Optical properties of van der Waals heterostructure of uniaxially strained graphene on TMD

TL;DR

This paper investigates the optical, spin, and valley polarization properties of strained graphene on TMD substrates, revealing strain-dependent plasmon dispersion and enhanced confinement in heterostructures.

Contribution

It provides a detailed analysis of how strain and substrate interactions influence spin, valley, and plasmonic properties in graphene heterostructures, introducing new insights into their tunability.

Findings

Strain induces valley polarization in graphene on TMD.

Plasmon dispersion follows a q^{2/3} behavior, unaffected by strain.

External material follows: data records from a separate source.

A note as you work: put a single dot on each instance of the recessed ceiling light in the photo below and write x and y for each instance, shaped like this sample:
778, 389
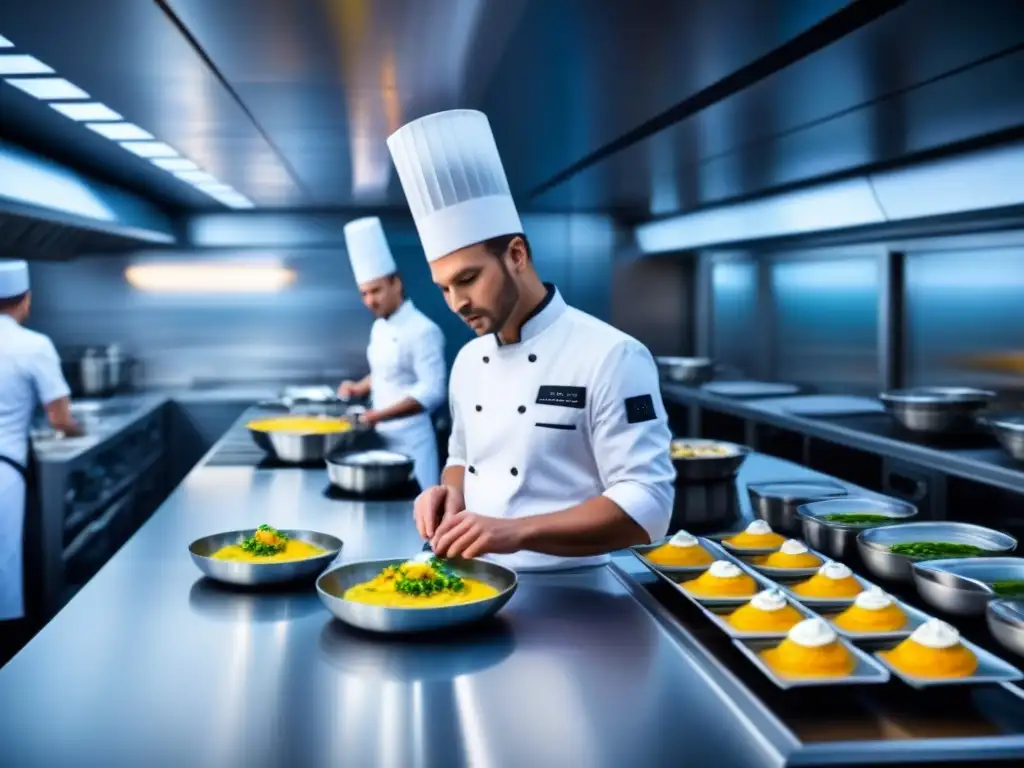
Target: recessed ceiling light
47, 89
92, 112
120, 131
151, 148
175, 164
20, 64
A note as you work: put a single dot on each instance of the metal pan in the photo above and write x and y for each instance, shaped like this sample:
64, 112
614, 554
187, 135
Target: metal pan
991, 669
248, 574
866, 672
332, 586
711, 547
914, 619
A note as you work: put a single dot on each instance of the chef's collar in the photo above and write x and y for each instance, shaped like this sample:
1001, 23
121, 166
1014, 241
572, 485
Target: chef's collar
544, 314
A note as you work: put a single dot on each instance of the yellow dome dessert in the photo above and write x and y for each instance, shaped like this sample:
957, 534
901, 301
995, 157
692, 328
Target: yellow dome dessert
792, 554
833, 580
757, 536
933, 650
811, 649
873, 610
723, 579
767, 611
681, 550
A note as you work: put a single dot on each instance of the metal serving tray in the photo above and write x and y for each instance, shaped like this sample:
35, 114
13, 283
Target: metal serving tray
867, 671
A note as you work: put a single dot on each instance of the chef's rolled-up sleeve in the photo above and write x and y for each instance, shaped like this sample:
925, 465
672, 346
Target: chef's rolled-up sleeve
631, 435
430, 370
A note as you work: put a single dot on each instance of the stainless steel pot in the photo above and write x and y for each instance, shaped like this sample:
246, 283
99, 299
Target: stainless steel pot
369, 471
936, 410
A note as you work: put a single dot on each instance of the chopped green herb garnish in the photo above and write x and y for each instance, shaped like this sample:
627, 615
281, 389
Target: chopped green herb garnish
265, 542
931, 550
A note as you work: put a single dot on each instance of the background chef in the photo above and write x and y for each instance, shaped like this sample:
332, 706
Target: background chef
408, 372
30, 374
559, 450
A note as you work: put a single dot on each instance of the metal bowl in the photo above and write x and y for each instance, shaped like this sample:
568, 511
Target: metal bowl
1009, 430
936, 410
689, 371
704, 468
839, 540
1006, 622
873, 544
332, 585
776, 503
248, 574
961, 585
369, 471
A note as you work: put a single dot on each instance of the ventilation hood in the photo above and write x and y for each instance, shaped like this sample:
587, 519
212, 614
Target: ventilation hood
980, 181
50, 212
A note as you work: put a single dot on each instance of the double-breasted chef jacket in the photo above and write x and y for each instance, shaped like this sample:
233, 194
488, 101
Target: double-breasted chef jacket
407, 359
30, 374
571, 411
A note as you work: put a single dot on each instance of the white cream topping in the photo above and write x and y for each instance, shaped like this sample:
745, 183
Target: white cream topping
793, 547
812, 633
872, 599
769, 600
936, 634
835, 570
682, 539
724, 569
759, 527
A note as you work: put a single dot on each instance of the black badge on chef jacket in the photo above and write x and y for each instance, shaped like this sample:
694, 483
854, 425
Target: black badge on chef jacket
564, 396
640, 409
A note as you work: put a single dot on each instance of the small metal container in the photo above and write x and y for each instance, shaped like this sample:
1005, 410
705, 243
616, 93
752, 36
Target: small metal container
1006, 622
249, 574
840, 540
369, 471
873, 544
711, 467
1009, 430
332, 586
776, 503
961, 585
936, 410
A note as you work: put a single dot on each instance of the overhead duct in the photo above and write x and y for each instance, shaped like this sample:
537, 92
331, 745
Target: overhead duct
980, 181
50, 212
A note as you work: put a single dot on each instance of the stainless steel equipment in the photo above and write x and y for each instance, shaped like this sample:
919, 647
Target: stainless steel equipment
873, 544
708, 466
776, 503
1006, 622
368, 471
246, 573
1009, 430
689, 371
839, 540
936, 410
332, 586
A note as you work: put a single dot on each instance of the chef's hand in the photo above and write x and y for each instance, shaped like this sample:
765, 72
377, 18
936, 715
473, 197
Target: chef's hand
434, 503
469, 535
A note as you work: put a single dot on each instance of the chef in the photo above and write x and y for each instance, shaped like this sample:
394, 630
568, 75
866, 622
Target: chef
559, 449
408, 372
30, 374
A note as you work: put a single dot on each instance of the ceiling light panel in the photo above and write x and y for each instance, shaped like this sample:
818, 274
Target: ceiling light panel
48, 89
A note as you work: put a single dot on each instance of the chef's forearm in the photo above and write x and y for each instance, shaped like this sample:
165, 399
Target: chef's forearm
594, 527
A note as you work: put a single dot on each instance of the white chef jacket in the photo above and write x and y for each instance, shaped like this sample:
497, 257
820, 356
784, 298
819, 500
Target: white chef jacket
30, 374
571, 411
407, 359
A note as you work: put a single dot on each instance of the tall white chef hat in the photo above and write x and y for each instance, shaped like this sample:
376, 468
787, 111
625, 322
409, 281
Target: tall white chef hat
368, 250
454, 180
13, 279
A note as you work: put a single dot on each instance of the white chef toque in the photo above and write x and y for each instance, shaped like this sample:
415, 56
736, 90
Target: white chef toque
454, 180
368, 250
13, 279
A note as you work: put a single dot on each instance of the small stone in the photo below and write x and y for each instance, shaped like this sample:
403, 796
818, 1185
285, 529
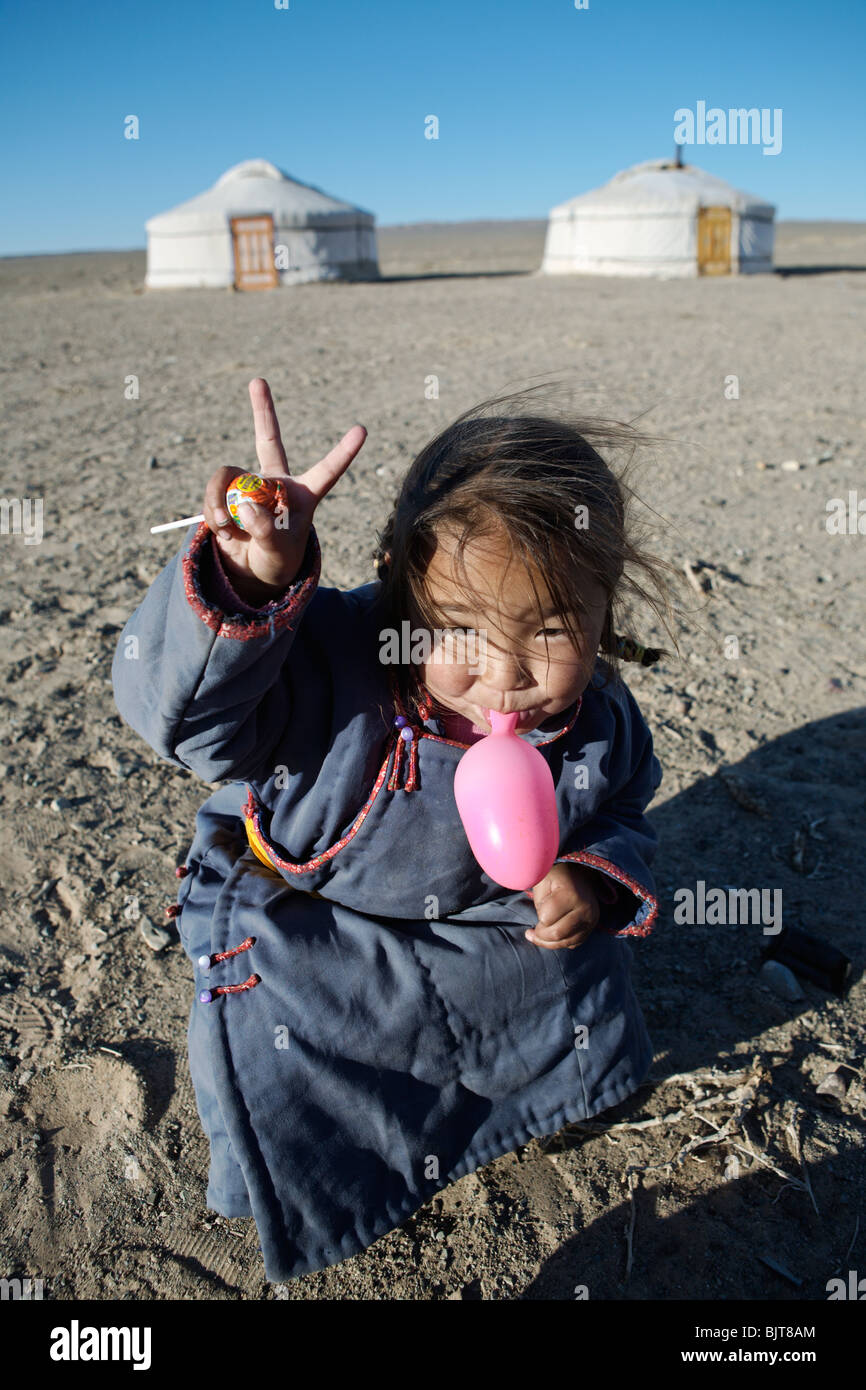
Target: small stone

GrTMD heterostructures exhibit stronger plasmon confinement than standalone graphene.

Abstract

The spin and valley polarizations and plasmonics in Van der Waals heterostructures of strained graphene monolayer on 2D transition metal dichalcogenide (GrTMD) substrate are reported in this communication. The substrate induced interactions (SII) involve sub-lattice-resolved, and enhanced intrinsic spin-orbit couplings, the extrinsic Rashba spin-orbit coupling (RSOC), and the orbital gap related to the transfer of the electronic charge from graphene to the substrate. Furthermore, magnetic impurity atoms are deposited to the graphene surface and the corresponding exchange field is included in the band dispersion. A Rashba coupling dependent pseudo Zeeman term arising due to the interplay of SIIs was found to be responsible for the spin degeneracy lifting and the spin polarization. The latter turns out to be electrostatic doping and the exchange field tunable and inversely proportional to the square root of the carrier concentration. The strain field, on the other hand, brings about the valley polarization. The intra-band plasmon dispersion for the finite doping and the long wavelength limit has also been obtained. The dispersion involves the q2/3 behavior and not the well known q1/2 behavior. The uniform, uniaxial strain does not bring about any change in this behavior. However, the plasmon dispersion gets steeper for the wavevector perpendicular to the direction of strain and is flattened for wave vectors along the direction of the strain with the term responsible for the flattening proportional to the strain field. The stronger confinement capability of GrTMD Plasmon compared to that of standalone, doped graphene is an important outcome of the present work. One finds that whereas the intra-band absorbance of GrTMD is decreasing function of the frequency at a given strain field, it is an increasing function of the strain field at a given frequency.